My lab...it is my life's work, it'll be just that until the very day I die.
It's just something I love to do. Going lab shopping, buying more glass, more reagents, using the reagents I already have to make different one, just experimenting with unusual chemistry, such as preparing unusual oxidation states, complexes,anhydrides, odd sulfur/phosphorus compounds, preparing unusual phosphorus allotropes, I enjoy doing such things just because it can be done....I do it because I like it.
Did you know for example, a recently discovery, is that a BLUE phosphorus allotrope exists. Not totally dissimilar to black P, but it has a wide bandgap as a semiconductor unlike black phosphorus.typically grown layer by layer, very slowly, by means of molecular beam epitaxy on a gold substrate, although I've read of a tellurium based process too. Not sure if it can be grown in bulk, as in flakes, chunks, or only as a monolayer or dilayer, but I'd love one day to do so, I haven't the means to do so atm, but one day, I'd love to see blue phosphorus, prepared by my own hands. Not of course, at home, in semiconductor purity, but simply to possess a sample of blue phosphorus to admire.
If you think me lying, look up the words 'blue phosphorus' and you will see papers published upon it, analyzing it's semiconductor bandgap etc.

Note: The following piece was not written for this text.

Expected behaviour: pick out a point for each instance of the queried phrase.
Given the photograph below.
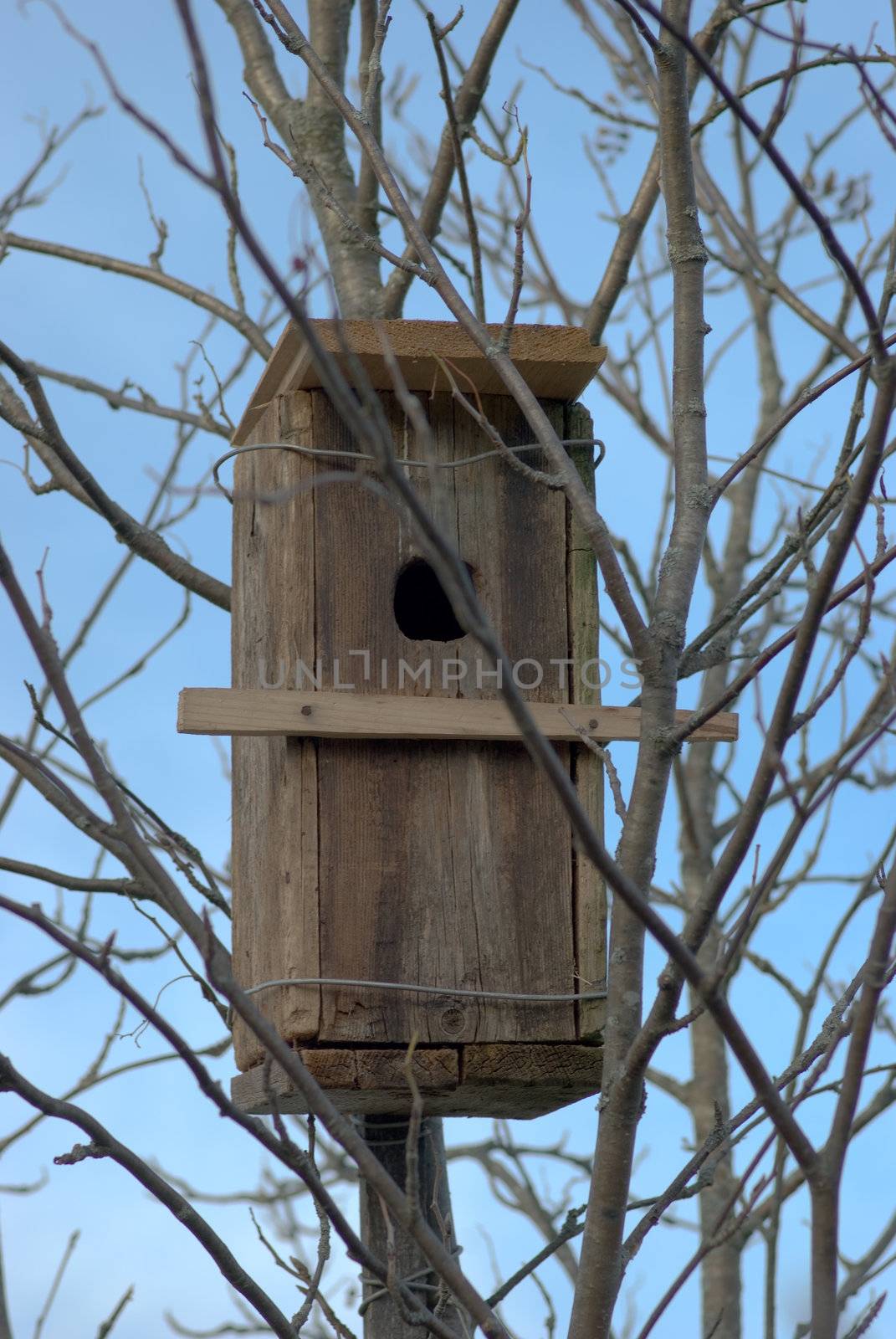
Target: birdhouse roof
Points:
(556, 361)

Why would I want to? simply to have prepared it, so I can look at it, admire it, and feel pride in the achievement. Same for violet, scarlet, Hittorf's alpha-metallic phosphorus (also called violet P, there exist two different forms of violet phosphorus), scarlet, otherwise known as Schlenk's phosphorus...I want to make them all, not because in chemistry I have use for black P, it's unreactive, but there exist at least two crystalline structures, as exist many for white. There's apparently, although I've seen one chart stating grey vitreous P and how to prepare it from one of the crystal forms of white possy, I wish to prepare all of those possible, from white P to phosphorus nanostructures. (so far, I've gone as far as white phosphorus, easily made from simply heating red P under inert gas and distilling into H2O, with a trap in between the heating vessel and the deep, ice-cold water to catch the P2 vapor)

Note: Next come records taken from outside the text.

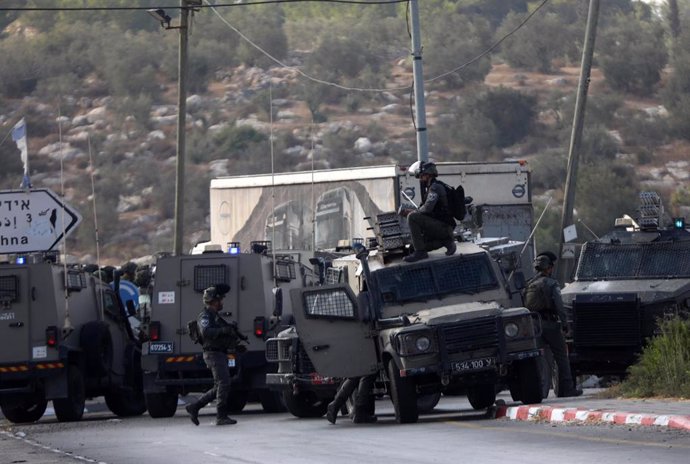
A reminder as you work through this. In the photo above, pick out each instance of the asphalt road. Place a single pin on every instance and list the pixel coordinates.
(453, 433)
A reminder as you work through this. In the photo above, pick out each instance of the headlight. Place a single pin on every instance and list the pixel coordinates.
(511, 329)
(423, 343)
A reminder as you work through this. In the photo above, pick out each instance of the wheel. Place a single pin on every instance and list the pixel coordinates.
(529, 381)
(305, 404)
(24, 409)
(426, 403)
(271, 401)
(161, 404)
(404, 396)
(481, 396)
(97, 343)
(237, 401)
(126, 403)
(71, 409)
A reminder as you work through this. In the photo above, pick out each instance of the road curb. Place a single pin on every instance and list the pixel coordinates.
(562, 414)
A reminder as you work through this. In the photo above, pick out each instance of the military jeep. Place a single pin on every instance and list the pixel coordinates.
(66, 337)
(441, 324)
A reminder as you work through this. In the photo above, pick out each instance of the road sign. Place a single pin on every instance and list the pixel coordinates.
(34, 220)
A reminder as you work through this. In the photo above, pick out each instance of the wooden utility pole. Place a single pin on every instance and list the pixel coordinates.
(563, 266)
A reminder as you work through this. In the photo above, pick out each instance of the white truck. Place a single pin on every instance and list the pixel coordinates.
(319, 209)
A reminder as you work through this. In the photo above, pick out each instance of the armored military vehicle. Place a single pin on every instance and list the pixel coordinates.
(446, 323)
(173, 364)
(65, 337)
(624, 283)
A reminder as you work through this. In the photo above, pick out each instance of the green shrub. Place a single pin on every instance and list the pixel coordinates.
(664, 366)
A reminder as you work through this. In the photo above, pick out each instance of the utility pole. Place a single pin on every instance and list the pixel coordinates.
(178, 238)
(420, 108)
(563, 266)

Next is either violet phosphorus ala hittorff. by recrystallization of white phosphorus in molten lead, keeping it really hot in the molten lead and decreasing the temperature degree by degree, and once at RT once again, removal of Pb using nitric acid to dissolve the lead away, then boiling in HCl to give Hittorff's violet P. or by crystallizing it out of a carbon disulfide solution of white P, irradiated with UV over time, the distilling off the CS2 for re-use as it is a hardish solvent to get hold of for me) which gives scarlet/Shlenk's phosphorus.
WHY? I've lab uses for red and white, but not for the others. I just wish to prepare them and own a sample of each, enclosed in sealed ampoules under inert gas. For an element collection. I've made elemental silicon for the same reason, not because I need it, and I could doubtless get cheap bits of silicon as either powder or solid pieces, but the joy, it's in making it with my own equipment, doing it for the sake of doing it and owning the end product.
I simply adore chemistry. Why? why not? I've always loved the sciences, even those I could never hope to breakthrough in any manner, like ultra-high energy particle physics. I cannot compete in that field, but do I love to read about the latest developments in plasma physics, in fusion, in particle accelerators, but I know I could only ever make simplistic particle accelerators that do indeed fire and steer the likes of proton/antiproton beams, or electron or positron beams. Why? why not? if I wish to engage in the sciences, it is my prerogative to do so, and as long as I harm nobody but, at worst going to worst and harm is done at all, it is to me and no other.
That, as an adult, is my choice. I may do so, and I will do so. Because I love it.